Legislation approving construction of the Keystone XL oil pipeline cleared an initial Senate hurdle Monday, a victory for newly empowered Republicans angling for a quick veto showdown with President Barack Obama.
The bipartisan 63-32 vote was 3 more than the 60 required, and well above the level the highly controversial measure ever gained in recent years when Democrats controlled the Senate….
But with more than enough votes at their command, Republican and Democratic supporters said they hoped the legislation could win final approval and be sent to the White House by the end of next week.
“President Obama has every reason to sign the jobs and infrastructure bill that we will pass,” said Senate Majority Leader Mitch McConnell of Kentucky. He noted that the Nebraska Supreme Court had recently rejected a legal challenge brought by opponents, an obstacle the White House had cited.
While this vote was important, backers of the pipeline will need to hold the line when it times to voting to close debate. That’s when the arm-twisting by the White House will get real. But with 60 cosponsors, there may not be much the White House can do to avoid having to issue a veto.

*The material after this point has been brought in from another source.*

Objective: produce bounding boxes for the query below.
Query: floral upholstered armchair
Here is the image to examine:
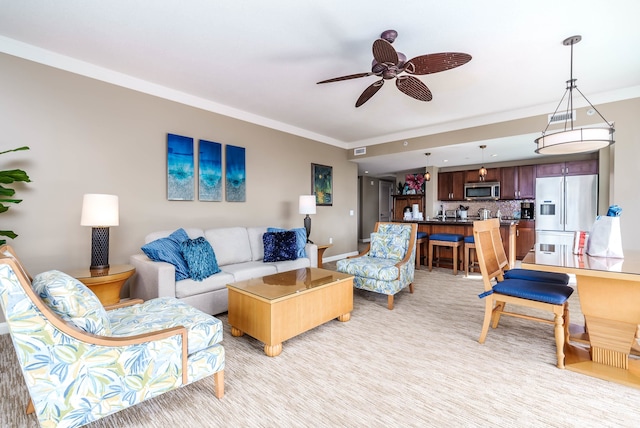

National Journal reports there are not currently enough votes to override a veto, but the open amendment process might help in that regard:
Senators voted 63-32 Monday to move to debate on the bipartisan bill from North Dakota Republican John Hoeven and West Virginia Democrat Joe Manchin that would force approval of the Alberta-to-Gulf Coast oil-sands pipeline, with nine Democrats and one independent siding with all Republicans. The House passed the bill last week, but the White House has promised to veto it.
The vote clears the way for the much-promised open-amendment process, expected to begin in earnest next week when lawmakers return after the GOP congressional retreat….
Sponsors have said they think the open amendment process would bring enough votes to overcome a presidential veto. Currently there are 60 cosponsors on the bill and another three Democrats have backed the pipeline in the past, short of the 67 needed to overturn the veto. In Monday’s vote, Democrats Michael Bennet, Tom Carper, Bob Casey, Joe Donnelly, Heidi Heitkamp, Claire McCaskill, Jon Tester, Tom Udall, Mark Warner and Manchin all voted to proceed to the bill. Independent Angus King, who caucuses with Democrats, also voted for to move to the bill.